The History of the Wardian Case

Wardian case inventor Nathaniel Bagshaw Ward

Nathaniel Bagshaw Ward (1791-1868) was a physician and amateur naturalist.

Like most Victorians, Ward loved ferns. When he was younger, he wanted to make an old wall covered with ferns and moss.

He created an elaborate fern wall, but all the ferns died despite his efforts to keep the plants alive. He thought the polluted air of London was to blame.

In the summer of 1829, he buried a Sphinx moth chrysalis in some leaf mold and put it inside a wide mouth glass jar so he could watch the chrysalis transform into a moth. That’s what Victorians did instead of looking at their smart phones.

While he was waiting for the insect to transform, he noticed moisture condensed on the surface of the glass and then returned back to the soil.

About a week before the insect’s transformation, a fern seedling and blade of grass started growing in the jar. After all the effort he gave to his fern wall, Dr. Ward was shocked to see a fern seedling spontaneously appear in the jar.

This gave Dr. Ward an idea.

He created an enclosed glazed case to keep plants growing. If these cases worked, all his plant hunting friends could use them to transport live plants across the world. At the time, most plants never survived their journey back home.

To prove out his design, Ward filled two cases with ferns, grasses, etc. and sent them to Sydney, Australia in June 1833. Ward’s friend Capt. Mallard was in charge of transporting the cases and when they arrived in Sydney, Capt. Millard confirmed the plants were alive.

In February 1884, the cases were refilled with plants from Sydney and sent back to England. After an eight month journey, they arrived in England. The plants survived the return trip.

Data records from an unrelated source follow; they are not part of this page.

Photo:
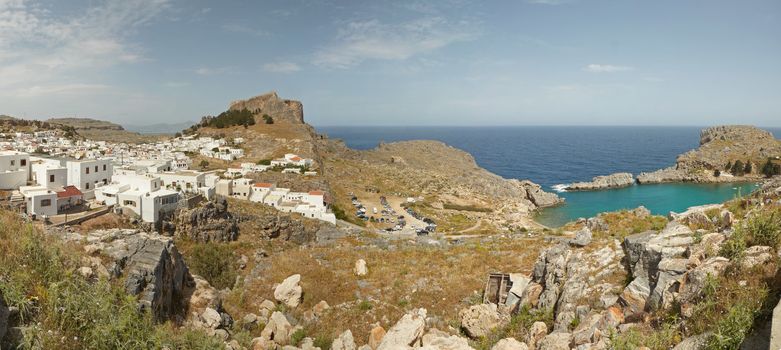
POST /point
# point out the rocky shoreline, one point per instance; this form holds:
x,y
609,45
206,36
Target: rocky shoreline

The rest is history. The case became known as the Wardian case, named after its inventor.

The Wardian Case Moved Plants Across the Globe

In the nineteenth century, plant hunters traveled long distances to find new plants for cultivation.

Keeping plants alive during a ship voyage was challenging. Salt air, extreme temperatures and lack of fresh water made it hard for plants to live. Most of the plants collected on plant-hunting trips never survived the journey home.

That changed with the introduction of the wood and glass case developed by Dr. Nathaniel Bagshaw Ward. His case, the wardian case, allowed plants to be safely transported over long distances.

It was a simple but effective design.

The case acted like a miniature greenhouse in the form of a rectangular box, typically made of glass and wood, with a removable lid. The bottom of the box contained a layer of gravel and soil.

Plants were placed in the soil, and the box was sealed with a lid, creating a micro climate that was ideal for growing plants.

A Simple Case with Big Global Impact

The influence of the Wardian case can’t be understated.

Although the cases allowed for the safe transport of plants, there was a dark side. The cases inadvertently spread invasive species. And because the cases transported cash crops like tea, sugar, rubber, and cotton, there was an incredible human toll.

I don’t think Dr. Ward imagined the global impact his simple wood and glass case would make. It’s remarkable.